I want to create time dependent mean encoding and time dependent average values from previous history in the same dataset. Consider the following reproducible example:
df = pd.DataFrame({
'customer_id': list(np.arange(0, 3)) * 5,
'date': pd.date_range('2019-01-01', '2019-01-15'),
'feature_1': np.linspace(0, 100, 15),
'feature_2': ['hi', 'hi', 'hi', 'bye', 'bye'] * 3,
'target': [0, 1, 0, 1, 1] * 3
})
df.head()
customer_id date feature_1 feature_2 target
0 0 2019-01-01 0.000000 hi 0
1 1 2019-01-02 7.142857 hi 1
2 2 2019-01-03 14.285714 hi 0
3 0 2019-01-04 21.428571 bye 1
4 1 2019-01-05 28.571429 bye 1
I create a previous time colume grouped by customer_id
df['prev_date'] = df.groupby('customer_id')['date'].transform(lambda x: x.shift())

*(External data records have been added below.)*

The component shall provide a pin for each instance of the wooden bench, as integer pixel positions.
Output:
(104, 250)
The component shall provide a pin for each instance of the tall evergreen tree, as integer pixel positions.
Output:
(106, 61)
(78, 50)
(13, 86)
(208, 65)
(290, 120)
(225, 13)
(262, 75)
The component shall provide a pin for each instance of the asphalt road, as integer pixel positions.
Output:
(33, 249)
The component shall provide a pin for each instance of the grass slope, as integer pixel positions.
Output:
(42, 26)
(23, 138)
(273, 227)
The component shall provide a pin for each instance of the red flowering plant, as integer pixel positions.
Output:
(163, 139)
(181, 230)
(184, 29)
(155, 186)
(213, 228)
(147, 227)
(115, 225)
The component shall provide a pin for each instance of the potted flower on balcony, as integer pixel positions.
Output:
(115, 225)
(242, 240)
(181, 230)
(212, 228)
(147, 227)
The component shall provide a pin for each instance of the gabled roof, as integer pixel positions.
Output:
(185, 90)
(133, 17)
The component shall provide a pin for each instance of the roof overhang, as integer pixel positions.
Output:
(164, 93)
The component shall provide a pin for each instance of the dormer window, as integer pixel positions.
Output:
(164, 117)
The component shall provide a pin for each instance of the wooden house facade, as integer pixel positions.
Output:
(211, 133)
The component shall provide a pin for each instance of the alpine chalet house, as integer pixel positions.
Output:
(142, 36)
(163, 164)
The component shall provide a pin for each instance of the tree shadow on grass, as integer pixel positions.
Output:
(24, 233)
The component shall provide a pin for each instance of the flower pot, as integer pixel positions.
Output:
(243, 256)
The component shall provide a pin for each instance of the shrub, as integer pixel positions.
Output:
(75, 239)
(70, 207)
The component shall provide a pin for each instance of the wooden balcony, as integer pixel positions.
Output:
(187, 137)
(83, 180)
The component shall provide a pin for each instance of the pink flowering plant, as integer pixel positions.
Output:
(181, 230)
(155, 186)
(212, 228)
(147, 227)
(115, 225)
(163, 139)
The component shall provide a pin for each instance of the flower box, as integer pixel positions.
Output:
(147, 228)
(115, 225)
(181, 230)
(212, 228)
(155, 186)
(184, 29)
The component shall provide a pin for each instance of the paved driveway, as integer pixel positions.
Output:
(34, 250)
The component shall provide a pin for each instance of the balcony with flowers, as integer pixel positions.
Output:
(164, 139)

customer_id date feature_1 feature_2 target prev_date
2 2 2019-01-03 14.285714 hi 0 NaT
5 2 2019-01-06 35.714286 hi 0 2019-01-03
8 2 2019-01-09 57.142857 bye 1 2019-01-06
11 2 2019-01-12 78.571429 hi 1 2019-01-09
14 2 2019-01-15 100.000000 bye 1 2019-01-12
Here's where I get stuck. I want to efficiently compute the output below on a reasonably big dataset. Bonus points if you could do this well in vaex / dask or some other library that's good for data that's too big to fit into memory.
Expected output for customer_id == 2
I've tried doing things similar to df.groupby('customer_id').apply(lambda x: x[x['date'] > x['prev_date']]['target'].mean())
but I have had not had success. Thanks in advance!